The Twentieth-Century German Novel (Level 6)
Overview
- Credit value: 15 credits at Level 6
- Coordinators: Nicolette David and Anna Richards
- Assessment: a 3500-word essay
Module description
The module will focus on developments in the German novel in the twentieth century, demonstrating how the novels studied represent both literary tradition and literary innovation. We will begin with an introduction to the German novel, identifying different literary movements and trends in the twentieth century and the political, social and historical contexts of the novels in question. In this first session we will also analyse ways of studying the novel/narrative as a genre. The first text to be studied is Thomas Mann’s realist masterpiece Buddenbrooks, then we move on to Kafka’s modernist Das Schloss. The post-45 novels to be studied are Heinrich Böll’s Und sagte kein einziges Wort, Becker’s Jakob der Lügner and Özdamar’s Die Bruecke vom Goldenen Horn.

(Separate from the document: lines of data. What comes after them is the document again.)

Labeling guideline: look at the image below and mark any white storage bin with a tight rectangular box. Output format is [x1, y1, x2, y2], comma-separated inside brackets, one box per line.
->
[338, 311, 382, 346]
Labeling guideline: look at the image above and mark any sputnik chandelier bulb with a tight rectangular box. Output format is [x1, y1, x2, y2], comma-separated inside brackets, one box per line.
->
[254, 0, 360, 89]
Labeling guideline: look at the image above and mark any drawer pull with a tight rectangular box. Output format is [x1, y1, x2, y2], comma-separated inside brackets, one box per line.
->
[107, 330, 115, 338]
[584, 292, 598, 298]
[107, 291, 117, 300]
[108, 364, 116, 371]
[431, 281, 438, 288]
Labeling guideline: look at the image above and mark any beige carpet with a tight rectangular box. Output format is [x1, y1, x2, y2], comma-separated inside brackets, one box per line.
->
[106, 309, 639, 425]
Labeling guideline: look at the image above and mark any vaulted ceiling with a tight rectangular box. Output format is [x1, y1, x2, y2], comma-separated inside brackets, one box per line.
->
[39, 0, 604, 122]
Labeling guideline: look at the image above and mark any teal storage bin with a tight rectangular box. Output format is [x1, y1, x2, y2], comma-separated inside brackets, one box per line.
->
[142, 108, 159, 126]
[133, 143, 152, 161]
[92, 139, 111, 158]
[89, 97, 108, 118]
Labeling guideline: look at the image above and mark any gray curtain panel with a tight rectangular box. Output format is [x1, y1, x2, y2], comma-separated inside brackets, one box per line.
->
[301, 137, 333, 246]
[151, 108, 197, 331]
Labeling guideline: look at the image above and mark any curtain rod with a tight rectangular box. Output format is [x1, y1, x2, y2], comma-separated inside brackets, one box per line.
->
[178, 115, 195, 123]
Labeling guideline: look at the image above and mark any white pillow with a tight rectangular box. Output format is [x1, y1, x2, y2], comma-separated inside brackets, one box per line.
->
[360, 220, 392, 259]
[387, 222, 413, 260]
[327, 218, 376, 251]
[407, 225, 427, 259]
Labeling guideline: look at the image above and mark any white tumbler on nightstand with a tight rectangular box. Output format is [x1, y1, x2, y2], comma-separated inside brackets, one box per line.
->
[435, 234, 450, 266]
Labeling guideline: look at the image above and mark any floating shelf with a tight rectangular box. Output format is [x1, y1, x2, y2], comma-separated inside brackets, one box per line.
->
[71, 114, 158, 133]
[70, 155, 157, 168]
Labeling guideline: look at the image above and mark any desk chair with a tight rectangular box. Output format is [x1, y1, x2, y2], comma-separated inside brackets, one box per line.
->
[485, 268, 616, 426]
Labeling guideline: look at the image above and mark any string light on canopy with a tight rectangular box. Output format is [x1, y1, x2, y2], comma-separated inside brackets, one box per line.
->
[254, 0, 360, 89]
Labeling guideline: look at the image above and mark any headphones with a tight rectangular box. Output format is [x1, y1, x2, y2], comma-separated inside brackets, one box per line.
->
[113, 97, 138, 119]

Three main aspects of the post-war German novel will be explored: poverty and the 'Wirtschaftswunder', the Holocaust, and Turkish-German writing.
All texts studied will be available in German and in English translation.
Learning objectives
By the end of this module you will:
- have an understanding of developments in the twentieth-century German novel
- have gained relevant factual knowledge about the writers, novels and issues under discussion
- be able to evaluate twentieth-century German novels at a thematic and a stylistic level
- understand a range of theoretical and methodological approaches relevant to the study of the novel
- have worked within these theoretical frameworks in the interpretation of novels
- understand the historical and political context from which the novels studied arose and the way in which the novels themselves constitute a response to that context.